My understanding of how this works based on the discussions with
Siddhesh is that due to the critical sections using dl_load_lock,
__cxa_thread_atexit_impl and __dl_close_worker are mutually exclusive
and totally ordered. Calling __cxa_thread_atexit_impl after
__dl_close_worker isn't legal, so __dl_close_worker will observe any
increment because of synchronization via dl_load_lock (not because of
the unlock/lock being fences).

__call_tls_dtors uses an atomic read-modify-write, so via the total
modification order for l_tls_dtor_count, we get a total order for all
increments/decrements. __dl_close_worker now also needs to "observe"
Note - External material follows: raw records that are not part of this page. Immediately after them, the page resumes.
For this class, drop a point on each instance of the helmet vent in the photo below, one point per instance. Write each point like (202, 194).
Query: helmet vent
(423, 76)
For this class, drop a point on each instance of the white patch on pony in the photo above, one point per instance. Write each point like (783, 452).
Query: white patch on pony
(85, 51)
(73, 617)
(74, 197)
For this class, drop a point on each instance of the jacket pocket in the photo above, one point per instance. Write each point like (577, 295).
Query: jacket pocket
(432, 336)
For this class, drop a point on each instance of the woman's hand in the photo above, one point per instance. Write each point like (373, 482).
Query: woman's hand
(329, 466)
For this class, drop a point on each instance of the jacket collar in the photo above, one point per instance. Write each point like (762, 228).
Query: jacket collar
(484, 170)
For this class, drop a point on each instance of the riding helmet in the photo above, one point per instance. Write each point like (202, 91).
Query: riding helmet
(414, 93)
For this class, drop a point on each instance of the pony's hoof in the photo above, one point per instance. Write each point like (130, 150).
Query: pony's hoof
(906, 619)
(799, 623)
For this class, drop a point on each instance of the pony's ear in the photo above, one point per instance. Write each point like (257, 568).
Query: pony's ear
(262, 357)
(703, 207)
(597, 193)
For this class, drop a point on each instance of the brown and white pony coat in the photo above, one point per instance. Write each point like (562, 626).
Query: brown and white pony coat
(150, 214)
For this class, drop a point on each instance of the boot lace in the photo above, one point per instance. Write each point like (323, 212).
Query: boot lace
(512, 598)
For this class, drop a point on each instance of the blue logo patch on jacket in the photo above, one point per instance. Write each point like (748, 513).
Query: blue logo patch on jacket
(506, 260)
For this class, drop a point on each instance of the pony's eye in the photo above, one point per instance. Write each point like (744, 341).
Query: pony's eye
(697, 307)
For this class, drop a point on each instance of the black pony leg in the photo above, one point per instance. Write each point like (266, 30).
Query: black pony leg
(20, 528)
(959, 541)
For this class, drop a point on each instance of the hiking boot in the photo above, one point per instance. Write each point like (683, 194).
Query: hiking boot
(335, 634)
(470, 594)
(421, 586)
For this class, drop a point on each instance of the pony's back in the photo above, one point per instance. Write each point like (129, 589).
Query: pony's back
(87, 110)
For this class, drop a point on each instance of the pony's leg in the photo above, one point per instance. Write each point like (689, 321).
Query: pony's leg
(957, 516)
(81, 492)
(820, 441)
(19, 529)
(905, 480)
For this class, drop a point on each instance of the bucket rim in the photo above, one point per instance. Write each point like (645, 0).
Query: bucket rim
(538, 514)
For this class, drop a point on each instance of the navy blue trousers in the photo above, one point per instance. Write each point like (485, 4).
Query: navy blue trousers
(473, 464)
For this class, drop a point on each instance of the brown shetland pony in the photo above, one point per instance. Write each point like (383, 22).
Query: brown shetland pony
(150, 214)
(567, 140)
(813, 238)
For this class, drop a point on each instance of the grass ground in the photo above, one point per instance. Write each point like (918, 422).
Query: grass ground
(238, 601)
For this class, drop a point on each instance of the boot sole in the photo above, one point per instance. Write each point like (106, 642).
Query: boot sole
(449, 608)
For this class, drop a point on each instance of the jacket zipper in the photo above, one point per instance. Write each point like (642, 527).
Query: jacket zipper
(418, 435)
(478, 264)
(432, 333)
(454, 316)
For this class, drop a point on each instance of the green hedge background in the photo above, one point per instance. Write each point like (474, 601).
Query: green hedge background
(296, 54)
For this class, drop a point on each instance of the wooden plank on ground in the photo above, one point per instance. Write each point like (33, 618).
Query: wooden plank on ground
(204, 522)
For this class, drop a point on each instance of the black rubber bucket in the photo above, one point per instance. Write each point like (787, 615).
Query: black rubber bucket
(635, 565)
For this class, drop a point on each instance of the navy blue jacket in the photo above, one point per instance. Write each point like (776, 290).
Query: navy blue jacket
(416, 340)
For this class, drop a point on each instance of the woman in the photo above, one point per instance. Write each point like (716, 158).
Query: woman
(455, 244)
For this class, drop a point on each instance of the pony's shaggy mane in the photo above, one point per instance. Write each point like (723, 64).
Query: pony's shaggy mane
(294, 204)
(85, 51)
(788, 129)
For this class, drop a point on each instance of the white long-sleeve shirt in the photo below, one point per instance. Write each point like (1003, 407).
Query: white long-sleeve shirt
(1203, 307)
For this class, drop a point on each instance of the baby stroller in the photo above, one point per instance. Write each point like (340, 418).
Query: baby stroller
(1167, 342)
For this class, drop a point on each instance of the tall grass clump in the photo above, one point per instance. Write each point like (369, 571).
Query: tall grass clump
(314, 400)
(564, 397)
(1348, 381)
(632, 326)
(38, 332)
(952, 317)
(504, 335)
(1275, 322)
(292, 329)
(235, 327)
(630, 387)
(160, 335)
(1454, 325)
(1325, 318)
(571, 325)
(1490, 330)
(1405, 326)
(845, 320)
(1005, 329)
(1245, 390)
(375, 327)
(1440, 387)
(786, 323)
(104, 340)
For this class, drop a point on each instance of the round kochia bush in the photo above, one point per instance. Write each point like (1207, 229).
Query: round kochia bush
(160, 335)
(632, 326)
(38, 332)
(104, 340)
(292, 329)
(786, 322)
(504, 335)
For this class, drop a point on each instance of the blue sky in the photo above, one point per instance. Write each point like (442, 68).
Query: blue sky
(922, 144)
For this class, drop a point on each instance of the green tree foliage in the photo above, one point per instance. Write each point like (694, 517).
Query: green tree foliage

the map deref before the decrements, and there's no lock being used
there, so we need release MO on the decrements and acquire MO on the
__dl_close_worker load of l_tls_dtor_count
Minor nit: the map *may* not have been dereffed yet / may still be in
use. Doesn't make a difference for your reasoning here, but I'm
mentioning it anyway because IMO it's important to distinguish "may not
have happened" from "hasn't happened". If you say "hasn't happened",
you're mentally treating the map deref and the decrement as one atomic
action (ie, if you observe one you will also observer the other).
In my experience, it's useful to be aware of what one can say and can't
say and to be really precise about that, because it keeps you alert and
makes it less likely that one makes conclusions that aren't correct.

It's simple and often tempting to squash several different states in the
interleaving into bigger groups, but can often be misleading.
Therefore, practicing to look for and think about the exact bounds (eg,
lower bounds regarding what one knows) is useful.